This Race Was Decided by 734 Votes. The G.O.P. Wants to Disqualify 60,000 Ballots.
The New York Times
One of the closest state elections in North Carolina history now hinges on the latest power struggle between state Republicans and Democrats — and a voter form dating back 20 years.
From voter ID laws to district map-drawing to judges redeciding cases, North Carolina has long been a laboratory of sorts in ways to amass political power. In recent years, Republicans in particular have changed both state laws and election rules to hamstring Democrats’ influence.
Now, one of the closest statewide elections in North Carolina history is offering a vivid example of the maneuvering in play to gain an upper hand.
A lengthy recount of more than 5.5 million ballots from the November election that ended last week showed that an incumbent Democrat on North Carolina’s state Supreme Court, Allison Riggs, held a 734-vote edge over Jefferson G. Griffin, a Republican judge on the state Court of Appeals.
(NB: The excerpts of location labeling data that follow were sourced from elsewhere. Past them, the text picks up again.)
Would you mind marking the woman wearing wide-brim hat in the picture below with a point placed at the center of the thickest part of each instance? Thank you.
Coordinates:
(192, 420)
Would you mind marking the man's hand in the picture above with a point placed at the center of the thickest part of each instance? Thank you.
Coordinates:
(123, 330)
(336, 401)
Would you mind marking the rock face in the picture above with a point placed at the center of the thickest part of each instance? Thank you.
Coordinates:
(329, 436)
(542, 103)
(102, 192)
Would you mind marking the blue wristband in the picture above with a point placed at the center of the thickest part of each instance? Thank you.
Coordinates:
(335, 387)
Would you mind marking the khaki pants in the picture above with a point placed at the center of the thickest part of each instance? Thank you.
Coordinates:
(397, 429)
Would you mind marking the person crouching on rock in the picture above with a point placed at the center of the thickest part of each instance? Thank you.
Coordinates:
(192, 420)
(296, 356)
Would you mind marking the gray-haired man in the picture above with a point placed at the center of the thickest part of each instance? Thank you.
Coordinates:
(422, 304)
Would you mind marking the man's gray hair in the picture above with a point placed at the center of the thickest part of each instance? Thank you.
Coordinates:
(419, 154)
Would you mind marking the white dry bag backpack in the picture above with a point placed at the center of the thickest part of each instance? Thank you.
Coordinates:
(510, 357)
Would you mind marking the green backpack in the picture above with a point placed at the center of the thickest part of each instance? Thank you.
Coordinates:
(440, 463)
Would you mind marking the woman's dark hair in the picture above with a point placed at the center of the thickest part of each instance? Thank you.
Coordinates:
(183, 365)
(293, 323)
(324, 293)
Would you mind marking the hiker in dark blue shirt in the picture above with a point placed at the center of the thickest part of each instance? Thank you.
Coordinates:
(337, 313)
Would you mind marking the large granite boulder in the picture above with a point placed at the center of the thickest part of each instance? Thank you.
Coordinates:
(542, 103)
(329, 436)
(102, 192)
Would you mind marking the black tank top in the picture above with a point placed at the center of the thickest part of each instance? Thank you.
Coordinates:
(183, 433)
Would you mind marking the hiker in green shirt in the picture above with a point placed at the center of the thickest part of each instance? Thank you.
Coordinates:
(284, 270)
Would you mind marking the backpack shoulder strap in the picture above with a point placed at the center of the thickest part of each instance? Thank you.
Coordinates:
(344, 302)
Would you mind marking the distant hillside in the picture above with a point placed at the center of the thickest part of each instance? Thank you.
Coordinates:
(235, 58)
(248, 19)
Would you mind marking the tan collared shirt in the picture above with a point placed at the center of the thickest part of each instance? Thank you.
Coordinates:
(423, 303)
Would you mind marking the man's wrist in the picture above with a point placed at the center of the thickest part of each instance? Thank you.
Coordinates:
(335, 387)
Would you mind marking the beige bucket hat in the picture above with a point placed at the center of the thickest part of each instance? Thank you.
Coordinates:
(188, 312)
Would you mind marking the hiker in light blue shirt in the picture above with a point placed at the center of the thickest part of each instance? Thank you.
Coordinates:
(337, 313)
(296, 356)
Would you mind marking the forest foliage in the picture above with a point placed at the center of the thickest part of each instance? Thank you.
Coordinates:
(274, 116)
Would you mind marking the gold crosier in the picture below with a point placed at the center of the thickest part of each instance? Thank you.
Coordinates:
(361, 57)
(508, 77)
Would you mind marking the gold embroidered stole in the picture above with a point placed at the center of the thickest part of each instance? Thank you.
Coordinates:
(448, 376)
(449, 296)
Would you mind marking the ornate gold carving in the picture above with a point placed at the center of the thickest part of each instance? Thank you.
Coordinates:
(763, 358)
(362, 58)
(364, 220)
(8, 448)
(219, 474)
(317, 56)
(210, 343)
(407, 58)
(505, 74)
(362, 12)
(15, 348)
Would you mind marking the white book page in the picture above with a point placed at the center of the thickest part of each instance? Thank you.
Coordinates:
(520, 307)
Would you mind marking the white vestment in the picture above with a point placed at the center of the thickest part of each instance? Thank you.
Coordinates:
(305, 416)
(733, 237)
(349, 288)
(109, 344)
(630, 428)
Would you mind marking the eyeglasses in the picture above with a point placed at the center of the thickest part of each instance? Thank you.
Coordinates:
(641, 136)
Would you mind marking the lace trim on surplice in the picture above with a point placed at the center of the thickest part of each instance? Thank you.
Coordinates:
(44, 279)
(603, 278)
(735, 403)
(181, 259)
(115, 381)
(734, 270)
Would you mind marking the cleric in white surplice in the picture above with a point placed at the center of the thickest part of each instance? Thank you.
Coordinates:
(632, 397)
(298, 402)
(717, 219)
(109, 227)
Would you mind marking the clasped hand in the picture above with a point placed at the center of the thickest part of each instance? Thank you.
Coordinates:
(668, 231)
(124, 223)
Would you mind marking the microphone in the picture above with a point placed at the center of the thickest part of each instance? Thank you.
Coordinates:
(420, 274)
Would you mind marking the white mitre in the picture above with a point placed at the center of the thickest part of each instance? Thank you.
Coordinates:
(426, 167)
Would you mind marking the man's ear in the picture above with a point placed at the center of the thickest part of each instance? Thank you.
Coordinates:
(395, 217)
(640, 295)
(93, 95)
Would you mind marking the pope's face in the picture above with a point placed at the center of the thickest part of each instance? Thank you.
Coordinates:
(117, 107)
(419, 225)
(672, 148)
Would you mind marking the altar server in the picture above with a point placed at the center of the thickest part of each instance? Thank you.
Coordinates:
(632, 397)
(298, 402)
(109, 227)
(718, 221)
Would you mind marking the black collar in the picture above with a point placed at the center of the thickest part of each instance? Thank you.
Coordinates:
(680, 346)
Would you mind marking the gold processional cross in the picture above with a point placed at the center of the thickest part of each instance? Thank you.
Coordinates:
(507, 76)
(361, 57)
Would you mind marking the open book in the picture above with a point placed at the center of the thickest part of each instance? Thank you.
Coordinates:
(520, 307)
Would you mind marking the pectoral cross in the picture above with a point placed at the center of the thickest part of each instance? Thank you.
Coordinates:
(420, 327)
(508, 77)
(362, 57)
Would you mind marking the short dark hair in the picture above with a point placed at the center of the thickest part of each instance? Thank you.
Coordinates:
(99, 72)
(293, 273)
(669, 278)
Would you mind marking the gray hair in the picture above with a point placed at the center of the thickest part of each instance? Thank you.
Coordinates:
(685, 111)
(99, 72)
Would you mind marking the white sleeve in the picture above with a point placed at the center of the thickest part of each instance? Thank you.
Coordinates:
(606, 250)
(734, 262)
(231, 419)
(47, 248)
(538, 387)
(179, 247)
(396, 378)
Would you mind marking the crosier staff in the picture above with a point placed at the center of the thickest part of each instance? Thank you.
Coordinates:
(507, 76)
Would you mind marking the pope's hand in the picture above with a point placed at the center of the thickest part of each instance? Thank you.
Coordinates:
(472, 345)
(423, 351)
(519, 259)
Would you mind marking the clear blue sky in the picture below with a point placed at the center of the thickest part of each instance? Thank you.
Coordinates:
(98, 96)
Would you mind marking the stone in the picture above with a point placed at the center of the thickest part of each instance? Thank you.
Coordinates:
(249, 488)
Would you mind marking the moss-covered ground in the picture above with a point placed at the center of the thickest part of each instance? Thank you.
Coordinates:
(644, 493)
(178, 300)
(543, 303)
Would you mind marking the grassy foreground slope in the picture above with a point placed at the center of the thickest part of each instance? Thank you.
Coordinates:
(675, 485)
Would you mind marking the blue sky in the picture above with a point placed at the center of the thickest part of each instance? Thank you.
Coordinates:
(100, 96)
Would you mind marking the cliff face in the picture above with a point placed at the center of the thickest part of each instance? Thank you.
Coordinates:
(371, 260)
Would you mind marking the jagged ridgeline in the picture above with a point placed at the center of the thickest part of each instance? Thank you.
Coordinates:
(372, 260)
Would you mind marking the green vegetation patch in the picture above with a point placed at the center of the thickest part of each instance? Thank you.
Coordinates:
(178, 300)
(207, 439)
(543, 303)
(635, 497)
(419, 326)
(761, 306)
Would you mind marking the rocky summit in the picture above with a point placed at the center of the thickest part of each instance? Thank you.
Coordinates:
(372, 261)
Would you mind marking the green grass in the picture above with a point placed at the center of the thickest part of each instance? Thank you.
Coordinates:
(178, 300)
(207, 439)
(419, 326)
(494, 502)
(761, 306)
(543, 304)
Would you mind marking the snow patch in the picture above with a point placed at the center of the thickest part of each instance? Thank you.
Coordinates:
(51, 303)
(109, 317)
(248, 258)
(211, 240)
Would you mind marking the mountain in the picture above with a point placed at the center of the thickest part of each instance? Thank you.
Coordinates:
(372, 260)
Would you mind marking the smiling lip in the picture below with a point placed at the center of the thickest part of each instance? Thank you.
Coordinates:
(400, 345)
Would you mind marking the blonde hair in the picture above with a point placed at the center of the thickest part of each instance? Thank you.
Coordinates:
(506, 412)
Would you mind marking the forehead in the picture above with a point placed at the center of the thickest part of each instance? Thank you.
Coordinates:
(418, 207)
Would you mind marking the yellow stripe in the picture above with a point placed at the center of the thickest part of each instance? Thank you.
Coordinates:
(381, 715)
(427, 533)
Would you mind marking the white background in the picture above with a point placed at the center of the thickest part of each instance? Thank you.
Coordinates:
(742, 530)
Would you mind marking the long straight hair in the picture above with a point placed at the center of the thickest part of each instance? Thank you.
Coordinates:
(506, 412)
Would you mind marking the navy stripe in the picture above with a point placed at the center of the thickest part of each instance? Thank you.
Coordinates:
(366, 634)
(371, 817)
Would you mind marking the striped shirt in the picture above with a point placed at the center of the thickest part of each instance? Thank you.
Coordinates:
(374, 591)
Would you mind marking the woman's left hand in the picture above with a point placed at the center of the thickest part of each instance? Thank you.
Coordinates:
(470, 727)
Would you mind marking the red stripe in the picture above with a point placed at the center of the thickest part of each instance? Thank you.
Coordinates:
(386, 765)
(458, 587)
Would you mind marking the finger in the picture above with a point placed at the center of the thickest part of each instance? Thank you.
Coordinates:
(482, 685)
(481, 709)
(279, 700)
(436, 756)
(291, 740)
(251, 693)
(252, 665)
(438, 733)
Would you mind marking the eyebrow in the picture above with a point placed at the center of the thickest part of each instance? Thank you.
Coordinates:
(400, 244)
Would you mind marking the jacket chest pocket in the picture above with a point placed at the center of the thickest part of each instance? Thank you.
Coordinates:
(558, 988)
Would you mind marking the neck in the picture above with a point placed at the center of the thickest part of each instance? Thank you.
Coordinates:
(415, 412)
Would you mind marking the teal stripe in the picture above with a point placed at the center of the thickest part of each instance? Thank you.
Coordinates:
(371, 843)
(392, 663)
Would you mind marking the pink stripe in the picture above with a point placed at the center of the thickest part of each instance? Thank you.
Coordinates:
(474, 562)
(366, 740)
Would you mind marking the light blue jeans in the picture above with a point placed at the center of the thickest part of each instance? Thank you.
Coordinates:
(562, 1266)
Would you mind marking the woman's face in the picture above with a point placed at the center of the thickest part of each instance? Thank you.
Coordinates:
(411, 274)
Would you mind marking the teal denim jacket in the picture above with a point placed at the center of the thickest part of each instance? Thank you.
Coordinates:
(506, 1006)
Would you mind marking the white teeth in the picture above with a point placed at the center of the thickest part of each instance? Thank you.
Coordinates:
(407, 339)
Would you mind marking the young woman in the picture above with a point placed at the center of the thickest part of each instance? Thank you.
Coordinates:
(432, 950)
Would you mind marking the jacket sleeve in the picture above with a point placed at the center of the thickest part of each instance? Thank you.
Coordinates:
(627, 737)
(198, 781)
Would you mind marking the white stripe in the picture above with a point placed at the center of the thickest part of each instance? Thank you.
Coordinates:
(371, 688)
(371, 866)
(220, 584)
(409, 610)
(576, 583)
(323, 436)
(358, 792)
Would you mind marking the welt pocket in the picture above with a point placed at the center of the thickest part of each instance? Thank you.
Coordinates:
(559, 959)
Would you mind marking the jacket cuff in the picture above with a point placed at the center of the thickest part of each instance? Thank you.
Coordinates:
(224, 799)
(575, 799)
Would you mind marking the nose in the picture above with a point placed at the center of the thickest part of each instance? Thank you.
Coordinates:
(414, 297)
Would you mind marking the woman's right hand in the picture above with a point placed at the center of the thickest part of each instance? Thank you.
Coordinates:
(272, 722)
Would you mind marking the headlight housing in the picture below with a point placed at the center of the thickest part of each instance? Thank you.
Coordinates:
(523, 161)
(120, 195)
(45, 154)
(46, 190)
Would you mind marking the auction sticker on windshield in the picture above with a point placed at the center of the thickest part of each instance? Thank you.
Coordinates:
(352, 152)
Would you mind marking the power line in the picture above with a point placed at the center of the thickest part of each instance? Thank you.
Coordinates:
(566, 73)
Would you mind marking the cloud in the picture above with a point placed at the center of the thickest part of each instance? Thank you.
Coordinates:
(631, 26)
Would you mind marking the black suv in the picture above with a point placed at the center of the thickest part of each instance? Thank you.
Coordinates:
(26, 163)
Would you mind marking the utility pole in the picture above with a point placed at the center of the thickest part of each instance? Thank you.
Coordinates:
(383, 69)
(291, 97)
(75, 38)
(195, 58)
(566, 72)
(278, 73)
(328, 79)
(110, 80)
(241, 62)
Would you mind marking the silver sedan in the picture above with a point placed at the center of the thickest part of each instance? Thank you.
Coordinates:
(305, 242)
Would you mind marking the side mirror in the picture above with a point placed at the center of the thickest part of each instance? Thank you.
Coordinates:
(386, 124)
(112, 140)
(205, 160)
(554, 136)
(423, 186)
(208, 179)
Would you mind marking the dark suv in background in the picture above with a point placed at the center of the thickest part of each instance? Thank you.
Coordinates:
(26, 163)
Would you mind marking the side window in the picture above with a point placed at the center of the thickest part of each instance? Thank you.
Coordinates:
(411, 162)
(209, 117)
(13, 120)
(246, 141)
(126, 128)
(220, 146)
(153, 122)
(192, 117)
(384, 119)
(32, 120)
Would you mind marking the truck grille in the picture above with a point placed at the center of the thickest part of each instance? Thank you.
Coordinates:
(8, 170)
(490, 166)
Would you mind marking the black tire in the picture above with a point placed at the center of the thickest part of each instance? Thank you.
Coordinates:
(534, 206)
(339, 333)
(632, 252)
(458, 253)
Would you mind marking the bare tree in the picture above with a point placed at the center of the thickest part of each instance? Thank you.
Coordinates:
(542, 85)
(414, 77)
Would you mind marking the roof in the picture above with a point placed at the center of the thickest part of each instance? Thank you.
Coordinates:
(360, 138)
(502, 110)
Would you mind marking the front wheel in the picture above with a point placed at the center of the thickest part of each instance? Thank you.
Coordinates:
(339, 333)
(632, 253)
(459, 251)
Judge Griffin has not given up. He is protesting the results of the entire election to the State Board of Elections, arguing that many voters were ineligible to cast ballots. That has been tried before — unsuccessfully, by a Democratic chief justice of the state Supreme Court who lost an even closer race in 2020.
But the scope of Judge Griffin’s protest is far more ambitious: He is calling for some 60,000 voters to be disqualified.
The issue largely comes down to requirements in voter registration applications approved by Democratic legislators in a 2004 law. The form was supposed to require applicants to list their driver’s license or Social Security numbers, but it did not — and over the years, thousands of voters, unaware of the requirement, did not provide them.